Беловолосый, не оборачиваясь, шагнул на кончик драконьего уха, немедленно взметнувшегося вверх, помогая вервру соскользнуть в удобную седловину у основания лба. Еще в движении бывший старик шевельнул пальцами, будто подкрутил пружинку. Ус дракона, исполняя приказ, обвился вокруг пояса Ула, и тот покривился, ожидая, что вот-вот повиснет над пропастью. Но дракон забросил его в удобную нишу за ноздрями. Немедленно оттолкнулся лапами и взвился, грохоча крыльями. Камнем рушась с горы, дракон проскребал скалы брюхом, сшибал хвостом валуны — из чистого озорства…

— Когда врата четвертого царства оказались запечатаны, я окончательно обосновался здесь, — повысил голос драконий всадник. — Вервры этого мира уникальны, они жили в гармонии в людьми, мои соплеменники ушли далеко и полагали: беды минуют такой гармоничный мир. Но я сознавал, что изнанка у взаимопонимания должна быть… бронированная. У них не было брони, а я до поры не вмешивался, были… причины. Увы, я доигрался в неприменение силы, меня смертельно ранили, исключив из борьбы. Заповедные земли, вот всё, что я смог сберечь.

— Ваш дракон, — высказал догадку Ул.

— Мой? В той мере, в какой и я принадлежу ему. Мы вместе и есть вервр, — рассмеялся беловолосый. — Но мы не всегда вместе, не обязательно. Бессмертие имеет свои законы, опыт накапливается и меняет нас, причем качественно. Ты знаешь это? Понятно… Ты ничего не знаешь. У вас почти так же дурно, как и здесь. Хотя бы врата ещё запечатаны?
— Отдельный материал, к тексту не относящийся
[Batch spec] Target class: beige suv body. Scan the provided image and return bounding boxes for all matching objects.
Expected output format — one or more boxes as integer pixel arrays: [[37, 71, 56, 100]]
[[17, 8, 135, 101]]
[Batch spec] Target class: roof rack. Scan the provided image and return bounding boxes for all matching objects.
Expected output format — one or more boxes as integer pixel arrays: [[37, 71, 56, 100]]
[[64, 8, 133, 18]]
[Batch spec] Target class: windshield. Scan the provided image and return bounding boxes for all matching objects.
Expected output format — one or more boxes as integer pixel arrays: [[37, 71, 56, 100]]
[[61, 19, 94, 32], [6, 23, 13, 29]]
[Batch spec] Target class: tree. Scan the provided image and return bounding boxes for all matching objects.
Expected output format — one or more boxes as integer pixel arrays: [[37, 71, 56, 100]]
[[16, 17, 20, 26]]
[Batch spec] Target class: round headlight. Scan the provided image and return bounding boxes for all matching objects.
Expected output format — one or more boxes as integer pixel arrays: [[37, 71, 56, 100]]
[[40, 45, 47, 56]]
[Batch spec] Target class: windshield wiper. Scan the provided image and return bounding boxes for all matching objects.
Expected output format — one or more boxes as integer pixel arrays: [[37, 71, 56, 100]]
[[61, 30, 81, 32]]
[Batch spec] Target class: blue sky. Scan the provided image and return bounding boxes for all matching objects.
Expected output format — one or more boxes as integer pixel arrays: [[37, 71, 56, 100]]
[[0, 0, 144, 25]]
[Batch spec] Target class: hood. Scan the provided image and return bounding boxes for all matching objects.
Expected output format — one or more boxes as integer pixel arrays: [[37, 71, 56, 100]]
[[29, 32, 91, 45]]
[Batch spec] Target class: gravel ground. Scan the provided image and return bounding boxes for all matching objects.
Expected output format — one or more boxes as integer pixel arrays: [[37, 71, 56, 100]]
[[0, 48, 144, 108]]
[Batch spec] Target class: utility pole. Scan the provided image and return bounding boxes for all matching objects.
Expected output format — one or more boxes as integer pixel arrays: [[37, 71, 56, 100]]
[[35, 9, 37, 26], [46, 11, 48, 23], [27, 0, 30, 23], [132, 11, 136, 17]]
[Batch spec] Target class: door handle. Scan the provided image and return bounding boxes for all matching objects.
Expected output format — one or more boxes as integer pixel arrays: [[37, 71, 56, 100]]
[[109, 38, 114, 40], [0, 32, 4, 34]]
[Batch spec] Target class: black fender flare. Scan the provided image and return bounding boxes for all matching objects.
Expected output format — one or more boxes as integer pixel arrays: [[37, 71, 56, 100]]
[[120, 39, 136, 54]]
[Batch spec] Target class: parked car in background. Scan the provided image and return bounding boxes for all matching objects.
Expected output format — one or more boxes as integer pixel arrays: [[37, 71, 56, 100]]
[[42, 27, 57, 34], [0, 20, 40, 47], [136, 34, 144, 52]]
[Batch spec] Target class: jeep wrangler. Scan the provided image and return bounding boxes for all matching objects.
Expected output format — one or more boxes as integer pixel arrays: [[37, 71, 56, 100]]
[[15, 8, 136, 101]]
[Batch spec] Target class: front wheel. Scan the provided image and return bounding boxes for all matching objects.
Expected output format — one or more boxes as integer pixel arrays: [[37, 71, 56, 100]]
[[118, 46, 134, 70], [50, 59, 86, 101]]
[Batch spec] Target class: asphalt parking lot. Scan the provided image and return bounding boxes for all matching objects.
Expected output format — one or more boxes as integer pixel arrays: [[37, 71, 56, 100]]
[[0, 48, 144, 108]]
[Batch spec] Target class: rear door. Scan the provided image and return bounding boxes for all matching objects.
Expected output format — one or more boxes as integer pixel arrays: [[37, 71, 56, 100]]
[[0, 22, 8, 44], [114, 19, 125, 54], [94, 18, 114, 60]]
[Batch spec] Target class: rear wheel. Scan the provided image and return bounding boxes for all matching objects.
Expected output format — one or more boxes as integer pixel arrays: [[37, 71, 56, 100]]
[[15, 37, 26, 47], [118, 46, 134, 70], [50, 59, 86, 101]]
Ясно… Итак, опыт бессмертных измеряется порядками. Это означает, что первые десять лет жизни дают столько же, сколько последующие сто, а эти сто равны тысяче, начатой после их исчерпания. Как ты уже понял, до следующей ступени брести десять тысяч лет. Не год в год и без красивых ритуалов, но в среднем — так, сократить хоть что-то можно в единственном случае…

Дракон достиг холмистого подножья гор, откуда вчера началось восхождение Ула к водопаду и рыбной ловле. Долгое, в отличие от спуска на бронированной морде!

Сильное тело ящера изогнулось, лапы смягчили удар. Ул отдышался, переждал исчерпание грохота обвала, прячась за растопыренными ушными гребнями. Оттуда Ул сполз по морде в траву и немного посидел, осматриваясь. Вон вдали глянец стеклянных скал, а вот памятная трещина, которая чуть не погубила самоуверенного голодного недоросля, зато научила без страха качаться на канате драконьего уса.

— Ул! — вздохнуло эхо. — Ул… Ул…

— Яса! — эхо зазвенело иным голосом. — Яса… Яса…

— Доро! — приплёл и это имя первый голос, и Ул, наконец, узнал Дорна.

— Богатый выбор, — усмехнулся беловолосый, спрыгнув с драконьей морды. Он дождался, пока Ул встанет, и зашагал на звук голосов. — Почти познакомились. Я вервр, то есть принадлежу третьему царству, и опыт мой исчисляется восьмым порядком. Имя… вряд ли осталось много созданий, помнящих его. У драконьих вервров длинные имена. Так что зови, как дракона — Лоэн, будет вполне удобно.

— Как мир, — брякнул вдруг Ул, вспомнив слова Чиа.

— Мой мир, — вздохнул вервр. — Я нашёл его, переместил, улучшил и заселил. Увы, теперь я ничего не знаю о нем… хотя в какой-то мере он часть меня. И без него мне больно.